Over the last two years, marketers have been bombarded with sudden news about launched AI models and subsequent updates. The buzz has captured marketers’ imagination, encouraging them to explore how AI integration can enhance a marketing team’s workflow.

And for marketing managers, the key question is how these advancements—particularly Model Context Protocols (MCPs)—can directly elevate the customer experience.

A Model Context Protocol is an open standard designed to standardize how AI applications, especially large language models (LLMs), interact with external tools and data sources.

Learning about Model Context Protocols can help marketers discover how to improve marketing systems that support the customer experience.

Table of Contents

What Is the Value of an MCP

A Model Context Protocol is a standardized data layer that sets up communication between programmatic devices or software. The protocol acts as a client-server architecture that interacts with three elements:

  • The API access of a large language model and external tools
  • Actions the AI can invoke through the MCP server such as executing a database query or sending an email
  • Reusable prompts as templates so that the MCP server can process complex tasks

MCPs were created to standardize the communication method between large AI models and various external tools.

Model Context Protocol diagram.
 

The launch of AI solutions has led to high developer interest in having AI agents interact with other software and with each other. Developers found the need to set up a universal translator between AI models and real-world systems.
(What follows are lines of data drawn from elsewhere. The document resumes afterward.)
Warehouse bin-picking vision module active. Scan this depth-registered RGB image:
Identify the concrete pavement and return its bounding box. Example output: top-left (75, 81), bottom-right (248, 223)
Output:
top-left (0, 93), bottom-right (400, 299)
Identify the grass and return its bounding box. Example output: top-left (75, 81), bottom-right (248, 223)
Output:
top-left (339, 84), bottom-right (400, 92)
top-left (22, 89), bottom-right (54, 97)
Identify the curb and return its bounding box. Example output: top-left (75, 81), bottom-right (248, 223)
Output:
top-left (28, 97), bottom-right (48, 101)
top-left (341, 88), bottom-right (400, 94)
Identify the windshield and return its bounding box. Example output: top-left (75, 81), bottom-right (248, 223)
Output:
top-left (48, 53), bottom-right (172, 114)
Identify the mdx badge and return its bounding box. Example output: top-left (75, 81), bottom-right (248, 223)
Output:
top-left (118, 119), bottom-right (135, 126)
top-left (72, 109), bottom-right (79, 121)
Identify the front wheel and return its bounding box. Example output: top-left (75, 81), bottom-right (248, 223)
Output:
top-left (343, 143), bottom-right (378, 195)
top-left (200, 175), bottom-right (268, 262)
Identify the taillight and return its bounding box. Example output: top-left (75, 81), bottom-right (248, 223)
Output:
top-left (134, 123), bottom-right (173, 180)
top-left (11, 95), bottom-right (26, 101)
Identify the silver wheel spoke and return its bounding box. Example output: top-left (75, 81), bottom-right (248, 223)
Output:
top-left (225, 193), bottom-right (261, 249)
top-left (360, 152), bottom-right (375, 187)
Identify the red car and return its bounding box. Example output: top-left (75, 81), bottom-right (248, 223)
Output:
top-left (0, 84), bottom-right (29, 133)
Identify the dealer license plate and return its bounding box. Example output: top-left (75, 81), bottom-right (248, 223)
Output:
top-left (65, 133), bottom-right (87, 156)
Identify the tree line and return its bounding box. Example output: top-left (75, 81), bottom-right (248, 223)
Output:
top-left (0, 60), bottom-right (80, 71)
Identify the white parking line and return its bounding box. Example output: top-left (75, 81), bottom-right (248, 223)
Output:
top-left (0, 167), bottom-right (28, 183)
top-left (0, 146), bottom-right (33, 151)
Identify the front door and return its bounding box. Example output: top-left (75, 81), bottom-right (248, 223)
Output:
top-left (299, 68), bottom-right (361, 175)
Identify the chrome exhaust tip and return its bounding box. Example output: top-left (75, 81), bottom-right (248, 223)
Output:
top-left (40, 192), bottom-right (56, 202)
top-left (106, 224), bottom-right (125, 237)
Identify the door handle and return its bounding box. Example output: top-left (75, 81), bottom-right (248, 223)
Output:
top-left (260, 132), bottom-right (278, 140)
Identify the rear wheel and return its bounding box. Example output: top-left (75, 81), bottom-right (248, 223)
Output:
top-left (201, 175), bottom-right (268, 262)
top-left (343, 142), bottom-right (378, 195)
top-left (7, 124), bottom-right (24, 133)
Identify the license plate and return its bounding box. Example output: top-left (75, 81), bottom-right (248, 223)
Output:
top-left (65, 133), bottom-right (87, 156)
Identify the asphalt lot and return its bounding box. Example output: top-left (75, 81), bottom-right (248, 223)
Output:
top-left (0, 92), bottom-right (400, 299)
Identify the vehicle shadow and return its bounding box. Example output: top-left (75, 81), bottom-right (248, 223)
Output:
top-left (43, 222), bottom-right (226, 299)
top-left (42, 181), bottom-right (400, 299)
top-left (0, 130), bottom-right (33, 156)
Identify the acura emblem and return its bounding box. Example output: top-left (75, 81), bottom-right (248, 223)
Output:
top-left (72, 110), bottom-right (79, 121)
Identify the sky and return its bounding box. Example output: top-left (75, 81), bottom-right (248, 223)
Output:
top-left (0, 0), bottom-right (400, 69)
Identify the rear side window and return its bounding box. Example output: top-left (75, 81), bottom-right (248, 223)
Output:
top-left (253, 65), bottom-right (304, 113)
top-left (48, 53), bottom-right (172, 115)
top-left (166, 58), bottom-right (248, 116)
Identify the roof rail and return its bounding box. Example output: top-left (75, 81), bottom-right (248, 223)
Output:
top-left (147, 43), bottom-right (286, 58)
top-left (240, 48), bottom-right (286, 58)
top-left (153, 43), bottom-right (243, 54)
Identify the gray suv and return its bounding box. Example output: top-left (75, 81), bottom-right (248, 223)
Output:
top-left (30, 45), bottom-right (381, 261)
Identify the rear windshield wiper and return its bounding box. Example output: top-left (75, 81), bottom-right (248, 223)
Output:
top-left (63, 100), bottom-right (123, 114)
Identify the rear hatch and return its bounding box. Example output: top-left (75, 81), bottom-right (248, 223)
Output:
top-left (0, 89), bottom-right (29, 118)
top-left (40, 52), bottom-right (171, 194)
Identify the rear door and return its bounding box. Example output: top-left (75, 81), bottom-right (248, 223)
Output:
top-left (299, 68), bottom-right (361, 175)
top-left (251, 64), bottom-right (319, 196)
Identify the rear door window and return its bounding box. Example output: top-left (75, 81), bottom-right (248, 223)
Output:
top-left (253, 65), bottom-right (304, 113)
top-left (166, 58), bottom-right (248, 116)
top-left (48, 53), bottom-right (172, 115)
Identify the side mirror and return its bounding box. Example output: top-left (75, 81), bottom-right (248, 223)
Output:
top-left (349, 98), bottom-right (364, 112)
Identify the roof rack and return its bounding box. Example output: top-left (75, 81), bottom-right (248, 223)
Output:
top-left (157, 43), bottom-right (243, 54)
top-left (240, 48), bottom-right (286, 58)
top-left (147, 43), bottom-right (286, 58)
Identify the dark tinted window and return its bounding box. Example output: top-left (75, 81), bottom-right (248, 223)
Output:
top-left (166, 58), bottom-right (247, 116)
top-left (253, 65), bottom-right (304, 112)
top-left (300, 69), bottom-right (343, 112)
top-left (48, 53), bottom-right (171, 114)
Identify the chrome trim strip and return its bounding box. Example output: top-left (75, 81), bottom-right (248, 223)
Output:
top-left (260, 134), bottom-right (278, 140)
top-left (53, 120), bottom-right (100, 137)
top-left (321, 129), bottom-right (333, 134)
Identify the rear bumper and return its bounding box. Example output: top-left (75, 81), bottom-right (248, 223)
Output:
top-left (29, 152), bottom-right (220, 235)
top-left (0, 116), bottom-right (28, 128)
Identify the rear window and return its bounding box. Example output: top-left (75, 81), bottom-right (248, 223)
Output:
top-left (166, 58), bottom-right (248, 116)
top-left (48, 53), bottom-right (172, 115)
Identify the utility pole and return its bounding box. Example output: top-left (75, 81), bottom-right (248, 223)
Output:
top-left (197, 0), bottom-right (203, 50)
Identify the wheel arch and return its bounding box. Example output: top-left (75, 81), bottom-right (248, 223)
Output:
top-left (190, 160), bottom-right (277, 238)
The value an MCP brings to marketers is its ability to streamline AI integration into solutions business teams already use. An AI combined with an MCP can parse information from those solutions quickly and then explain a situation in natural language.

For example, let's say there is a volume of database queries involving several databases and marketing software solutions as well.

Instead of struggling through database queries and log files, an AI assistant could access those systems directly, understand what went wrong and present a plain-English explanation.

The benefit is a faster problem-solving process where multiple systems must be accessed to address the root cause.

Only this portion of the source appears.